ALERT: This is not just another post about “How to Use Twitter.”
A few months before I joined Twitter I attended a panel discussion on social media. A self-described Twitter expert was filling in us novices on this magical pixie dust technology. He talked about how to schedule tweets and use tweet-management software. Yet he talked as if my Twitter following had already gathered, a mass of devotees in St. Peter’s Square watching for my white smoke.
From the back of the conference room I asked him how you get followers to begin with.
“Send good tweets,” he said.
At the time I found that comment absolutely moronic. I now realize it was a statement of genius. I have had to learn the hard way, however, what a “good tweet” is. It’s actually “good communication,” something that dates back to grunts in caves.
“Gruhh.” (That was tasty mammoth meat, Ord.)

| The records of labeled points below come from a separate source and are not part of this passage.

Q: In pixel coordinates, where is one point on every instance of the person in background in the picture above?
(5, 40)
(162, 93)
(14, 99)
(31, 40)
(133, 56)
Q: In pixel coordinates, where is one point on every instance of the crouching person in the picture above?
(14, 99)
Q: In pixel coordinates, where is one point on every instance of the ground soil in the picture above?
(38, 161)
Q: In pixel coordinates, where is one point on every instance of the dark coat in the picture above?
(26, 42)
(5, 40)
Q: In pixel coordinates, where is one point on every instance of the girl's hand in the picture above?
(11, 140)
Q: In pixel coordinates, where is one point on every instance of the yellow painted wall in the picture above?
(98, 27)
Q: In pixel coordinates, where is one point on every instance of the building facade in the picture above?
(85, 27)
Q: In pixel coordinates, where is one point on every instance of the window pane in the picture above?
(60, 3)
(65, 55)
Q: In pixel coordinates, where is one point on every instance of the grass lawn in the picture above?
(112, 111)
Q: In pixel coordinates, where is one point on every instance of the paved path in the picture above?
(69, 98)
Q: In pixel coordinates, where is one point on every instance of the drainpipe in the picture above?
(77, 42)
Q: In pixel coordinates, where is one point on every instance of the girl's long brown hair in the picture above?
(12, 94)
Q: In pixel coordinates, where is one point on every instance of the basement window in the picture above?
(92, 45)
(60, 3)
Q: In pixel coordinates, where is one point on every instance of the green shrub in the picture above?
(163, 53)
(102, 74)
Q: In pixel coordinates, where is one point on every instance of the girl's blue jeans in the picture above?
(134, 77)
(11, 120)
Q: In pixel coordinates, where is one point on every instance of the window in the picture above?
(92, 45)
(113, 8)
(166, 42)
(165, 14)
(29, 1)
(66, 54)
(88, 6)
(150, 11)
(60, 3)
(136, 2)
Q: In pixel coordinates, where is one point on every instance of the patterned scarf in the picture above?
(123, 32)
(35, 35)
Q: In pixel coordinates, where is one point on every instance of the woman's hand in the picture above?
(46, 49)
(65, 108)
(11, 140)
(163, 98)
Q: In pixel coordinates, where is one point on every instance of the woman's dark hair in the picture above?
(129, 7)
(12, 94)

“Ruggh.” (Thanks, Naal, it took Grok and I half a sun-cycle to bring the bastard down.)
There are many things to love about our 2.0 world, but 2.0 evangelists do not make that list. They seem to believe time began with the first tweet. You can’t have a 2.0 without a 1.0. Our social media world is not revolutionary, it is evolutionary. (More on that in a moment.)
As loyal readers know, I’ve begun advising individual creatives on blogging and social media. Some of the great feedback I received on a recent post about whether a creative should blog has inspired me to share another lesson I’m providing in these consulting sessions.
The lesson? Social media is not new. We’ve been doing it our whole lives.
It’s called communication.
Let’s go back to the “good tweet.” Remove the word “tweet” and substitute “communication.” With caller ID and voice mail, we can screen our phone calls today. Which phone call — which “communication” — are you more likely to answer? A call from a telemarketer or a call from a friend? Wait, before you answer that, let’s clarify which friend. A friend who always has suggestions for fun activities or a friend who wants to bitch (yet again) that her boyfriend won’t leave his wife?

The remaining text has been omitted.